Lung transplantation (LTx) is the optimal treatment for end-stage lung diseases. However, a shortage of donor lungs is the major obstacle to LTx. To overcome this problem, the donation after cardiac death (DCD) lungs are used. The use of DCD lungs brings several disadvantages including longer warm ischemic times compared to brain death donor lung, and absence of objective methods such as arterial blood gas analysis (ABGA) and pulmonary artery pressure to evaluate DCD lung function. Ex Vivo Lung Perfusion (EVLP) is a system that circulates normothermic perfusate into procured lungs, allowing for improved lung function and lung assessment. In this study, we investigated whether ventilation with hydrogen gas during EVLP improves DCD lung function, and whether this effect persists after actual transplantation.

MATERIALS and METHODS

10 pigs were randomly divided into control group (n = 5) and hydrogen group (n = 5). After fibrillation by electric shock, no further treatment was administered in order to induce warm ischemic injury for 1 hour.
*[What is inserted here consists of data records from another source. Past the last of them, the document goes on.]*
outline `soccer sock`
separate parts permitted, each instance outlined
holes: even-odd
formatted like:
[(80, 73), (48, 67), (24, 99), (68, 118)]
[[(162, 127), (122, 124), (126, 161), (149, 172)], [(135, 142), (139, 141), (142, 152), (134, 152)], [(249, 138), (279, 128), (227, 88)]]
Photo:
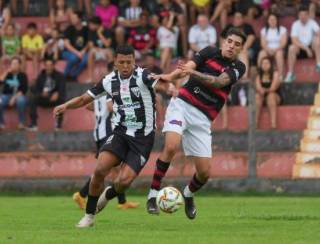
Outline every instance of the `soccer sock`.
[(89, 178), (87, 180), (87, 182), (84, 184), (84, 186), (79, 191), (80, 196), (83, 197), (83, 198), (86, 198), (88, 196), (90, 181), (91, 181), (91, 178)]
[(125, 204), (126, 203), (126, 194), (123, 192), (123, 193), (119, 193), (118, 194), (118, 203), (119, 204)]
[(88, 202), (87, 202), (87, 206), (86, 206), (86, 213), (87, 214), (93, 214), (93, 215), (95, 214), (98, 199), (99, 199), (99, 196), (88, 195)]
[(166, 175), (166, 172), (170, 166), (170, 162), (163, 162), (160, 159), (157, 160), (156, 169), (153, 174), (151, 183), (151, 189), (159, 191), (161, 186), (162, 178)]
[(111, 188), (109, 188), (106, 191), (106, 199), (111, 200), (112, 198), (115, 198), (116, 196), (118, 196), (118, 192), (116, 192), (114, 185), (112, 185)]
[(187, 185), (184, 188), (183, 191), (183, 195), (185, 197), (193, 197), (193, 193), (195, 193), (196, 191), (198, 191), (204, 184), (206, 184), (206, 182), (200, 182), (197, 179), (196, 174), (193, 175), (192, 180), (190, 181), (189, 185)]

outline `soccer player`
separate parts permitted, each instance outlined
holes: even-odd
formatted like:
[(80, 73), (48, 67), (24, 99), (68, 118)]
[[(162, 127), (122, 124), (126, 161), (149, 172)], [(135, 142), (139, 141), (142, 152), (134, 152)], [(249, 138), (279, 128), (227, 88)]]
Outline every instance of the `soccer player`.
[[(109, 135), (112, 133), (112, 125), (111, 118), (113, 112), (113, 103), (112, 99), (109, 96), (102, 96), (94, 100), (93, 103), (89, 103), (87, 105), (87, 109), (90, 111), (94, 111), (96, 123), (95, 129), (93, 132), (93, 137), (96, 142), (97, 151), (96, 158), (99, 155), (99, 149), (106, 142)], [(118, 167), (113, 168), (113, 175), (118, 175)], [(72, 196), (73, 200), (78, 204), (81, 209), (85, 209), (86, 207), (86, 198), (89, 193), (89, 185), (90, 185), (91, 177), (87, 180), (87, 182), (83, 185), (80, 191), (75, 192)], [(118, 196), (118, 208), (120, 209), (128, 209), (128, 208), (136, 208), (139, 206), (137, 202), (127, 201), (125, 193), (119, 193)]]
[(196, 173), (183, 191), (185, 212), (189, 219), (196, 217), (193, 195), (210, 175), (211, 122), (225, 104), (232, 85), (245, 73), (245, 65), (237, 59), (245, 41), (245, 34), (238, 29), (230, 29), (221, 49), (206, 47), (193, 60), (178, 64), (173, 72), (154, 76), (164, 81), (190, 77), (167, 108), (163, 127), (165, 145), (156, 162), (147, 201), (150, 214), (159, 214), (156, 196), (182, 141), (185, 155), (196, 168)]
[[(165, 91), (168, 88), (167, 83), (158, 82), (147, 69), (135, 66), (132, 47), (118, 46), (115, 55), (113, 72), (85, 94), (54, 109), (54, 115), (59, 115), (67, 109), (83, 107), (104, 94), (109, 94), (117, 108), (115, 127), (100, 149), (89, 186), (86, 213), (77, 224), (79, 228), (92, 226), (96, 209), (101, 210), (109, 200), (124, 192), (148, 161), (155, 131), (154, 89)], [(120, 164), (117, 179), (103, 191), (105, 176)], [(97, 207), (100, 194), (102, 204)]]

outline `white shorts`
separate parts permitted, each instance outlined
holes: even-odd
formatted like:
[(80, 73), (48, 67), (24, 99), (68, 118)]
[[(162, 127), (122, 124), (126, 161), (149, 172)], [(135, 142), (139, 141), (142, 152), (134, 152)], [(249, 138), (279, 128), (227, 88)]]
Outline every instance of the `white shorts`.
[(211, 121), (204, 113), (182, 99), (171, 99), (162, 131), (182, 135), (186, 156), (211, 158)]

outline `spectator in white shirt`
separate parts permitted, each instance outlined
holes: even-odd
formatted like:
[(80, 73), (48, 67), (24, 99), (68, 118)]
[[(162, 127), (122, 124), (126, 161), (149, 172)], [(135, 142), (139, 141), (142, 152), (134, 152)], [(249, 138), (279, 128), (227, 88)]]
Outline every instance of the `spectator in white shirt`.
[(258, 65), (267, 56), (274, 58), (280, 80), (284, 70), (284, 49), (288, 42), (287, 29), (280, 26), (275, 14), (270, 14), (266, 26), (260, 32), (261, 50), (258, 56)]
[(188, 58), (191, 59), (195, 52), (207, 46), (215, 46), (217, 42), (216, 29), (209, 24), (209, 19), (206, 15), (200, 14), (197, 18), (197, 24), (192, 26), (189, 31), (190, 50)]
[(173, 53), (177, 49), (179, 28), (174, 25), (175, 13), (168, 12), (169, 16), (162, 16), (161, 26), (157, 31), (160, 48), (160, 68), (164, 71), (170, 67)]
[(313, 52), (316, 56), (316, 69), (320, 72), (320, 28), (316, 21), (309, 17), (308, 8), (305, 6), (299, 9), (299, 19), (291, 28), (291, 41), (288, 52), (288, 73), (285, 82), (292, 82), (295, 79), (293, 74), (297, 56), (300, 58), (312, 58)]

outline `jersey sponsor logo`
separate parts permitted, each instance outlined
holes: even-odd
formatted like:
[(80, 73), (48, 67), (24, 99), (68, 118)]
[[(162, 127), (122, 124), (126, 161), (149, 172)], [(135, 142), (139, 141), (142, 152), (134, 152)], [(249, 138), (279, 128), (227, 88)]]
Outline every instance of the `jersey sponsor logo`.
[(112, 92), (112, 96), (118, 96), (119, 92)]
[(221, 64), (217, 63), (215, 60), (212, 59), (207, 60), (206, 64), (220, 73), (223, 73), (226, 70), (225, 67), (223, 67)]
[(200, 92), (200, 88), (196, 86), (195, 88), (193, 88), (193, 91), (195, 94), (198, 94)]
[(181, 127), (182, 126), (182, 121), (173, 119), (173, 120), (170, 120), (169, 124), (179, 125)]
[(129, 104), (118, 105), (118, 108), (119, 109), (128, 109), (128, 108), (138, 109), (138, 108), (141, 108), (141, 105), (140, 105), (140, 102), (134, 102)]
[(139, 87), (132, 87), (131, 91), (136, 97), (140, 97), (141, 93)]
[(108, 140), (106, 141), (106, 144), (110, 144), (111, 143), (111, 141), (113, 139), (113, 136), (114, 135), (111, 135), (111, 136), (108, 137)]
Next, the lung was procured and EVLP was applied for 4 hours. During EVLP, the control group was given room air for respiration while the hydrogen group was given 2% hydrogen gas. After EVLP, the left lung graft was orthotopically transplanted into the recipient pig and reperfused for 3 hours. During EVLP and reperfusion, the functional parameters and ABGA were measured every hour. Superoxide dismutase (SOD), heme oxygenase (HO)-1, interleukin (IL)-6, IL-10, tumor necrosis factor-alpha (TNF-α) and NOD-like receptor protein 3 (NLRP3) were evaluated in lung tissue after reperfusion. Pathological evaluations were performed using lung injury severity (LIS) scores and the degree of apoptosis was evaluated by terminal deoxynucleotidyl transferase dUTP nick end labeling (TUNEL) assay. Wet/dry ratio was also measured.

RESULTS

During EVLP, pulmonary vascular resistance (PVR), and peak airway pressure (PAP) were lower in the hydrogen group, but lung compliance (LC) was lower in the control group. After LTx, oxygen capacity (p = 0.033), LC (p = 0.002), and PAP (p = 0.020) were significantly better in the hydrogen group. The expressions of SOD (p = 0.022) and HO-1 (p = 0.047) were significantly higher in the hydrogen group. The expressions of IL-6 (p = 0.024) and NLRP3 (p = 0.042) were higher in the control group, but IL-10 (p = 0.037) was higher in the hydrogen group. LIS score and the number of apoptotic cells were higher, and the degree of pulmonary edema was more severe in the control group than in the hydrogen group (LIS score: 2.2 ± 0.2 vs 0.7 ± 0.2; number of apoptotic cells: 3.4 ± 1.6 vs 2.1 ± 0.4; Wet/dry ration: 2.833 ± 0.354 vs 1.766 ± 0.078, respectively).

CONCLUSION

Hydrogen gas inhalation during EVLP improved DCD lung function via reduction of inflammation and apoptosis, and this effect persisted after LTx. Hydrogen gas inhalation during EVLP may increase the utilization of DCD lungs.